I am pleased to share with you Root Down: Preparing to Thrive. These are materials to support ten one-hour conversations with preservice and early-career teachers and other caring professionals about burnout prevention and sustainable practice.
Each one-page essay and set of questions supports a stand-alone conversation, with reflection, small group sharing, and full-group harvesting of insights and take-aways. Use them individually, or as a ten-week lunch-and-learn series!
They are free to download and use, according to Creative Commons license.
If you find them valuable, please drop me a line and let me know about your experience!
Here are opening slides with norms and agenda for use with Zoom groups.
ONE: Your institution is not other than you. For better or worse, it is you.
TWO: Caregiver struggles are about way more than the caregiver.
THREE: You can only do what you can do – but only you can do it.
FOUR: Caring, like healing, is a journey, not a fixed destination.
FIVE: Paying attention to texts about care, and making our own, helps us care better.
SIX: Professional love is less and more than personal love.
SEVEN: Power exists in professional caring relationships, and you must manage it.

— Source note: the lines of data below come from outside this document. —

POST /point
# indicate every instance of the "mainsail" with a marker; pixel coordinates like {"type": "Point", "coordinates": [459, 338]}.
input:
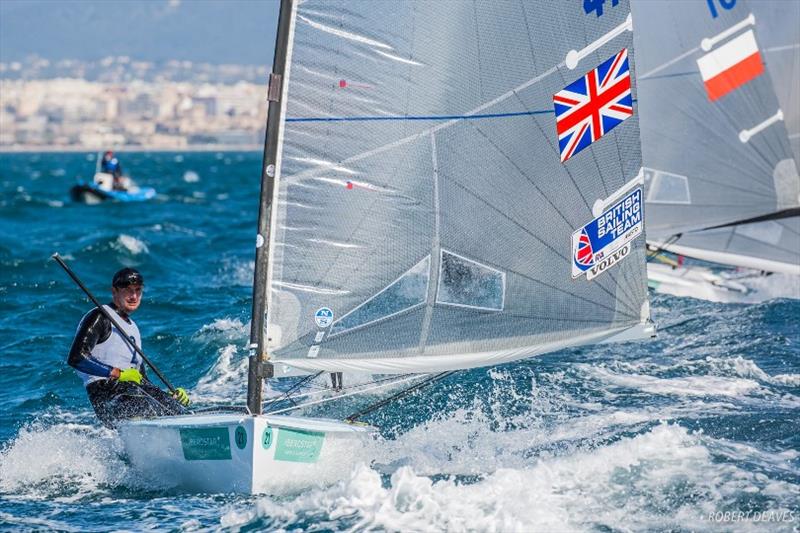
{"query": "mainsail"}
{"type": "Point", "coordinates": [719, 90]}
{"type": "Point", "coordinates": [423, 218]}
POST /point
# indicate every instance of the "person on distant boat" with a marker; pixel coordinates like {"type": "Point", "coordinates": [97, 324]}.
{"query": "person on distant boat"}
{"type": "Point", "coordinates": [112, 372]}
{"type": "Point", "coordinates": [111, 165]}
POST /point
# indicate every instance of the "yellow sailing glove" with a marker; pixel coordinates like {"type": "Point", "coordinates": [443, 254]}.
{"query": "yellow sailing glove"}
{"type": "Point", "coordinates": [130, 374]}
{"type": "Point", "coordinates": [181, 396]}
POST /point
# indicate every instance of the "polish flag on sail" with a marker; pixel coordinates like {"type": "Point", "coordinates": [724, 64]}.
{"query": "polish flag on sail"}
{"type": "Point", "coordinates": [731, 65]}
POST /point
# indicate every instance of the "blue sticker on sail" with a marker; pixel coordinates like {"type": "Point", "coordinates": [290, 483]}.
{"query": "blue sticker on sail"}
{"type": "Point", "coordinates": [604, 241]}
{"type": "Point", "coordinates": [323, 317]}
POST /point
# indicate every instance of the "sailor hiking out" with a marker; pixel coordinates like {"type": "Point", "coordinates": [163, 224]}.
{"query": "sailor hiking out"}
{"type": "Point", "coordinates": [112, 371]}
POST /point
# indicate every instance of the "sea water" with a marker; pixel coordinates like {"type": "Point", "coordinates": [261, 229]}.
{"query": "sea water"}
{"type": "Point", "coordinates": [696, 431]}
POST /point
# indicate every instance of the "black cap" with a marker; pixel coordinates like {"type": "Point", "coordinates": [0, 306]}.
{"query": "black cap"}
{"type": "Point", "coordinates": [127, 276]}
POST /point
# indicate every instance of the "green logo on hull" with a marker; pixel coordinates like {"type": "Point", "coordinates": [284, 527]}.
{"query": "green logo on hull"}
{"type": "Point", "coordinates": [298, 446]}
{"type": "Point", "coordinates": [205, 444]}
{"type": "Point", "coordinates": [241, 437]}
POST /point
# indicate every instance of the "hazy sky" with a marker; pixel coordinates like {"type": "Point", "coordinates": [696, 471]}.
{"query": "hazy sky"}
{"type": "Point", "coordinates": [214, 31]}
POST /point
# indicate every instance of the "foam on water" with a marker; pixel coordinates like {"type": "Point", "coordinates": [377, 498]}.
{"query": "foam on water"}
{"type": "Point", "coordinates": [66, 461]}
{"type": "Point", "coordinates": [130, 244]}
{"type": "Point", "coordinates": [664, 478]}
{"type": "Point", "coordinates": [191, 177]}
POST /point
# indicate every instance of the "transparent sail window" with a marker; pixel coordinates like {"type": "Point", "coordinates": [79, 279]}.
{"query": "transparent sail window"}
{"type": "Point", "coordinates": [467, 283]}
{"type": "Point", "coordinates": [768, 232]}
{"type": "Point", "coordinates": [666, 188]}
{"type": "Point", "coordinates": [407, 291]}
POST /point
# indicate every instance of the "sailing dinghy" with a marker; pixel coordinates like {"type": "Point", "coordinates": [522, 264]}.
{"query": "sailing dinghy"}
{"type": "Point", "coordinates": [720, 112]}
{"type": "Point", "coordinates": [446, 185]}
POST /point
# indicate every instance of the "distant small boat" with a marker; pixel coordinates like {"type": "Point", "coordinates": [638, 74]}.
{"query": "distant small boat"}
{"type": "Point", "coordinates": [102, 188]}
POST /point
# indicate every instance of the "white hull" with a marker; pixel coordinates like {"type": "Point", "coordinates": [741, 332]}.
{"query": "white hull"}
{"type": "Point", "coordinates": [243, 453]}
{"type": "Point", "coordinates": [693, 281]}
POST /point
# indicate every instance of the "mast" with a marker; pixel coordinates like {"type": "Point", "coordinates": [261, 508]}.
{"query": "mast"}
{"type": "Point", "coordinates": [259, 367]}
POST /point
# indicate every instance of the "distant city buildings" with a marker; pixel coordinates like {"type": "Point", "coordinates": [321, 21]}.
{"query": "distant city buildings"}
{"type": "Point", "coordinates": [120, 103]}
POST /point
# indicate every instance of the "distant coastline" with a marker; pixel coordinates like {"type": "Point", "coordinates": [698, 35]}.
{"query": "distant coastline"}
{"type": "Point", "coordinates": [23, 149]}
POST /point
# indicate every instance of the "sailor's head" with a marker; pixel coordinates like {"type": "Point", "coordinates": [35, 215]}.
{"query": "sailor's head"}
{"type": "Point", "coordinates": [126, 288]}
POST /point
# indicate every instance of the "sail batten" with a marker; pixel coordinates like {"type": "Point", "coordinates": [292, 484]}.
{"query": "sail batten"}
{"type": "Point", "coordinates": [432, 186]}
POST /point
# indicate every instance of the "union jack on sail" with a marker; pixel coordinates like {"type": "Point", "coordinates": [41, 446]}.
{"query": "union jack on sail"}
{"type": "Point", "coordinates": [593, 105]}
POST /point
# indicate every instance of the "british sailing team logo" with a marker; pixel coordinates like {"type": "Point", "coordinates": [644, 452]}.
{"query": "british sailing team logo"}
{"type": "Point", "coordinates": [584, 257]}
{"type": "Point", "coordinates": [605, 241]}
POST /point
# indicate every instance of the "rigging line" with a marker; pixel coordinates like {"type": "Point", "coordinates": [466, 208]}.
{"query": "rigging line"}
{"type": "Point", "coordinates": [668, 63]}
{"type": "Point", "coordinates": [428, 131]}
{"type": "Point", "coordinates": [294, 387]}
{"type": "Point", "coordinates": [339, 397]}
{"type": "Point", "coordinates": [401, 118]}
{"type": "Point", "coordinates": [375, 406]}
{"type": "Point", "coordinates": [777, 215]}
{"type": "Point", "coordinates": [527, 178]}
{"type": "Point", "coordinates": [661, 247]}
{"type": "Point", "coordinates": [320, 392]}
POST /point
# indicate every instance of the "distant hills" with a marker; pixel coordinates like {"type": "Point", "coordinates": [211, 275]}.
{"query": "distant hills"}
{"type": "Point", "coordinates": [212, 31]}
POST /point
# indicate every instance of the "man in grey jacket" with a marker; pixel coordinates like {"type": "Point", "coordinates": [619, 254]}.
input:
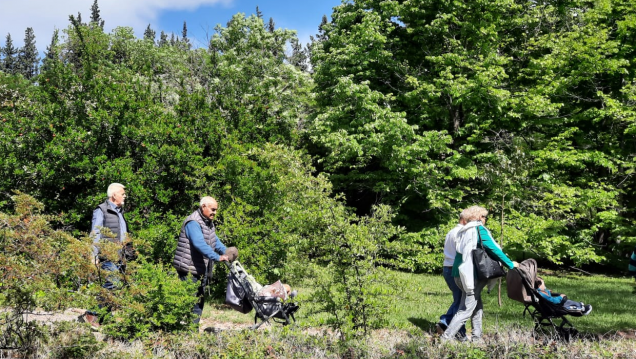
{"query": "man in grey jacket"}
{"type": "Point", "coordinates": [198, 248]}
{"type": "Point", "coordinates": [109, 215]}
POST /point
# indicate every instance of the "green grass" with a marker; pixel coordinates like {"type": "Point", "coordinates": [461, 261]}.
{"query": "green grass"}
{"type": "Point", "coordinates": [427, 297]}
{"type": "Point", "coordinates": [422, 298]}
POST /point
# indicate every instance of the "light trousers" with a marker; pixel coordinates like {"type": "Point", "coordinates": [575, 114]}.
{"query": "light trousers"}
{"type": "Point", "coordinates": [471, 307]}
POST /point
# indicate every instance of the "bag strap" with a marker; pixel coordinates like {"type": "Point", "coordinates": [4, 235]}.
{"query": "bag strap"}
{"type": "Point", "coordinates": [479, 238]}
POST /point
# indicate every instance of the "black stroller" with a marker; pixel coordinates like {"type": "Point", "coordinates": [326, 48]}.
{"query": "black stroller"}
{"type": "Point", "coordinates": [244, 293]}
{"type": "Point", "coordinates": [520, 282]}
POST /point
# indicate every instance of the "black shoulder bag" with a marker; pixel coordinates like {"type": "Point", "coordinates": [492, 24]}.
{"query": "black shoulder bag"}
{"type": "Point", "coordinates": [486, 267]}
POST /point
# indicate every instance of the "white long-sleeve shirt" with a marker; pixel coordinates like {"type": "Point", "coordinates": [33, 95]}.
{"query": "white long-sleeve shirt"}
{"type": "Point", "coordinates": [449, 246]}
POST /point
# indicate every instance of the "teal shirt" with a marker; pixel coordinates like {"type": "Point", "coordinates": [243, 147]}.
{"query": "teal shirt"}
{"type": "Point", "coordinates": [493, 251]}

EIGHT: Your scars are your stories.
NINE: We all need a community.
TEN: Bloom where you’re planted.
Why Red Bird Workshop?
When I was young. I lived in upstate New York, where we didn’t see many cardinals. There were plenty of blue jays: screeching, aggressive, attacking each other, occasionally attacking you if you came too close to the nest.
But the cardinal was elusive, rare, special. It was my mom’s favorite bird, so I watched for them. When one appeared, it meant something.

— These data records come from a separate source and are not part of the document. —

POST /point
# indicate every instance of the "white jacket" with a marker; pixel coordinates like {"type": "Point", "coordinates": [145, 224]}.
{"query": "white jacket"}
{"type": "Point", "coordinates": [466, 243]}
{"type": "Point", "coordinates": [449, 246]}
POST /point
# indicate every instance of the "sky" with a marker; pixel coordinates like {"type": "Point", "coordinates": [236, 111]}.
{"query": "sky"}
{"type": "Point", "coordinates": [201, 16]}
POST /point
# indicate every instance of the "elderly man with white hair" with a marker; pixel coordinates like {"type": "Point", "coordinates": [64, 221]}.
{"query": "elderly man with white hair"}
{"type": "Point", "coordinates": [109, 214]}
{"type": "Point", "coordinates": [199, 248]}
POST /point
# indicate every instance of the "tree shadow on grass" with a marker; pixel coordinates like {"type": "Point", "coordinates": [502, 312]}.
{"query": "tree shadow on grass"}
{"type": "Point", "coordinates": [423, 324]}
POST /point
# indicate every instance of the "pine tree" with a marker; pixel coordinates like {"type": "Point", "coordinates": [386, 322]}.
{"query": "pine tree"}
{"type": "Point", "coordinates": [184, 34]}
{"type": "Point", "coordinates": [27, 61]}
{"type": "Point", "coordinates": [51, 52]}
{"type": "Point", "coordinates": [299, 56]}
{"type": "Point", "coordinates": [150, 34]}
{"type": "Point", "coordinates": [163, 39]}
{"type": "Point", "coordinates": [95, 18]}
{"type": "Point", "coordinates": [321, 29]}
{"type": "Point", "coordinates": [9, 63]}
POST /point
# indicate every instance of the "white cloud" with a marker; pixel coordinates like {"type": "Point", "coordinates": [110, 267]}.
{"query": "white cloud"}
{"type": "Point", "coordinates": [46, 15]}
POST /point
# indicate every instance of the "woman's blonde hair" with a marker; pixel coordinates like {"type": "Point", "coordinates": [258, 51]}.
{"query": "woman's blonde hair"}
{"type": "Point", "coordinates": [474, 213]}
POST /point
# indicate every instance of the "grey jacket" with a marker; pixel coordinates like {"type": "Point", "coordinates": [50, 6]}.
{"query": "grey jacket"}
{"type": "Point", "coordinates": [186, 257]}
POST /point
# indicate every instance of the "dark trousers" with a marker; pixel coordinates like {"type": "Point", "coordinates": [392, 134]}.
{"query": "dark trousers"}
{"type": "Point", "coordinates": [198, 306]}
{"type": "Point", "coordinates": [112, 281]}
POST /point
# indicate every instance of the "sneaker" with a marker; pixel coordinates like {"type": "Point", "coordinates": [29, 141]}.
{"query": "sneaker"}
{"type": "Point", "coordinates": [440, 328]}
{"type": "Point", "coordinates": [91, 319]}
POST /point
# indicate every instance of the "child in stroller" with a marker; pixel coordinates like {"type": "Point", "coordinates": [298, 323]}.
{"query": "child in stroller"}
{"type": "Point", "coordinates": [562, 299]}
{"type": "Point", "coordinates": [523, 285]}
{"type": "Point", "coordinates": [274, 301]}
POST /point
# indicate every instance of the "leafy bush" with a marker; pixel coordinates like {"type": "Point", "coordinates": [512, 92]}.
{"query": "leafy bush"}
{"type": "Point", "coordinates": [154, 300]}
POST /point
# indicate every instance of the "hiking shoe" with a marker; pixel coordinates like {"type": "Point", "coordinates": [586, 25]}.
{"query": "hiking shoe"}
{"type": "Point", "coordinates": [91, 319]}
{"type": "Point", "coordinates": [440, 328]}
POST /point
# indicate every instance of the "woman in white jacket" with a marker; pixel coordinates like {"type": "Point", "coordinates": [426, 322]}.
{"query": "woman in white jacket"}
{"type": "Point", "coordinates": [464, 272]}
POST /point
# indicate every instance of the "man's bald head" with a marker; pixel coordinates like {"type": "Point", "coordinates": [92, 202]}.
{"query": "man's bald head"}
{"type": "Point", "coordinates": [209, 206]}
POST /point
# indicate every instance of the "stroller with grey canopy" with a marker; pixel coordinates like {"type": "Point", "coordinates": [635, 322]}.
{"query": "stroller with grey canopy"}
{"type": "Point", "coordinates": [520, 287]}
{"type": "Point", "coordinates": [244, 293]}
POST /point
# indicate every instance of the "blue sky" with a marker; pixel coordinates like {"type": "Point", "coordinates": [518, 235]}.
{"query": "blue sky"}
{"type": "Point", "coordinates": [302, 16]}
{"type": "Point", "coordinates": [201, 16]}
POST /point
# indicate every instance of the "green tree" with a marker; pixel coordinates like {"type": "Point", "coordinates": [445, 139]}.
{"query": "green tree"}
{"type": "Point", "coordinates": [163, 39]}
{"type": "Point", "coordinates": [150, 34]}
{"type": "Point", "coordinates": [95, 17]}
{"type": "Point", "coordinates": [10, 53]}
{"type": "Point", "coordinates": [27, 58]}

One morning, decades later, I was driving into a job I didn’t love, bracing for a day I was dreading. It was ice, drizzly, and gray; I was barely awake, and miserable. At a stop light, I looked into the impenetrable heavens and asked for something to let me know that I was still on my path, because it sure didn’t feel like it.

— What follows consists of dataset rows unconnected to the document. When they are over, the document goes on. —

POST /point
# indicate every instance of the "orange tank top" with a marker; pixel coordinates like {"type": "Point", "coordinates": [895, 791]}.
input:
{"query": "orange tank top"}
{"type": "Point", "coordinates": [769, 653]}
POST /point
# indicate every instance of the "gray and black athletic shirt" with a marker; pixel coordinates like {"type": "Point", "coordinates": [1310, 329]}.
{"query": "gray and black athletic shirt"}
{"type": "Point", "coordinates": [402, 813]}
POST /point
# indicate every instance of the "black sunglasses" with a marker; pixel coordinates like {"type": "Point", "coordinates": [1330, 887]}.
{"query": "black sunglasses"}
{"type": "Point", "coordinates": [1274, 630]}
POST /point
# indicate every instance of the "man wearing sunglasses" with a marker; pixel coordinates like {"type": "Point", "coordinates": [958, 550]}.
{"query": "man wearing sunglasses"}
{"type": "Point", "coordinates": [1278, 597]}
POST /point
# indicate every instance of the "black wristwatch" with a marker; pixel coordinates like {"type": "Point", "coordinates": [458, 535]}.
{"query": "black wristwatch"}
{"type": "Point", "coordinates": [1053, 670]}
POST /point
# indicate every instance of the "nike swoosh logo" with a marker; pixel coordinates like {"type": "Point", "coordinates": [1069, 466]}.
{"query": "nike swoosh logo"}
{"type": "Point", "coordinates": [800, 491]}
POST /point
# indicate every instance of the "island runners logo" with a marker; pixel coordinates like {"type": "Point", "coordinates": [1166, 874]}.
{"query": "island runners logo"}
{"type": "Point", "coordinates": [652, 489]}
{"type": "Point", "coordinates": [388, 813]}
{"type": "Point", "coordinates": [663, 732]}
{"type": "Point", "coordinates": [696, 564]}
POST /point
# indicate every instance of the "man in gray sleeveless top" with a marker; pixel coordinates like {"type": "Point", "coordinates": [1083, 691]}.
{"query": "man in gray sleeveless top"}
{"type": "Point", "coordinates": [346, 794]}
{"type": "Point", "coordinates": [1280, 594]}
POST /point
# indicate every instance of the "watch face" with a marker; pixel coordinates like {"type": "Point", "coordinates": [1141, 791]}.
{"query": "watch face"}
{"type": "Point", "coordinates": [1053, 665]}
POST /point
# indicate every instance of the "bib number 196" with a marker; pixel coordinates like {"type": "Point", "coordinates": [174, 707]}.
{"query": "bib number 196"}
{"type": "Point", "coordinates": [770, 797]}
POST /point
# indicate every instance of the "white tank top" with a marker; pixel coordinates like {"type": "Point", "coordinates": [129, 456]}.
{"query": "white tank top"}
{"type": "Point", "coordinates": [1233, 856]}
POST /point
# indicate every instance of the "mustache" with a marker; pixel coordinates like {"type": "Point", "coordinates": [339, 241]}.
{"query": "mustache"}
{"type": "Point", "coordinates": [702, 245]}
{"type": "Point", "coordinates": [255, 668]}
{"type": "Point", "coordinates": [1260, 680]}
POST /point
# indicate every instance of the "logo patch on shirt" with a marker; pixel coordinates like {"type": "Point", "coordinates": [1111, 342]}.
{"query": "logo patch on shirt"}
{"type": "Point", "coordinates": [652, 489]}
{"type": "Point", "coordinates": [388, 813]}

A minute later, a flash of red flared into my periphery. I glanced to the shoulder of the road to glimpse a frozen, leafless bush, stark against the white snow, aflame with cardinals. Seven or eight of them, a few fluttering, the rest still, looking placidly back at me. I blinked and craned my neck to get another look as I rolled past. There they still were, their heat fading as I continued my commute.
Later that year I found Annie Dillard’s account of a similar experience, and I recognized her as a fellow traveler in the quest for meaning in a life that sometimes seems meaningless:
One day I was walking along Tinker Creek thinking of nothing at all and I saw the tree with the lights in it. I saw the backyard cedar where the mourning doves roost charged and transfigured, each cell buzzing with flame. I stood on the grass with the lights in it, grass that was wholly fire, utterly focused and utterly dreamed. It was less like seeing than like being for the first time seen, knocked breathless by a powerful glance. The flood of fire abated, but I’m still spending the power. Gradually the lights went out in the cedar, the colors died, the cells unflamed and disappeared. I was still ringing. I had been my whole life a bell, and never knew it until at that moment I was lifted and struck. I have since only very rarely seen the tree with the lights in it. The vision comes and goes, mostly goes, but I live for it, for the moment when the mountains open and a new light roars in spate through the crack, and the mountains slam.
I’m still spending the power. And in the mountains of North Carolina, cardinals abound.
Red Bird Workshop is named for that moment of enlightenment and hope, and dedicated to cultivating the conditions for all of us to find the deepest and most nutritive meaning in our own journeys through our lives.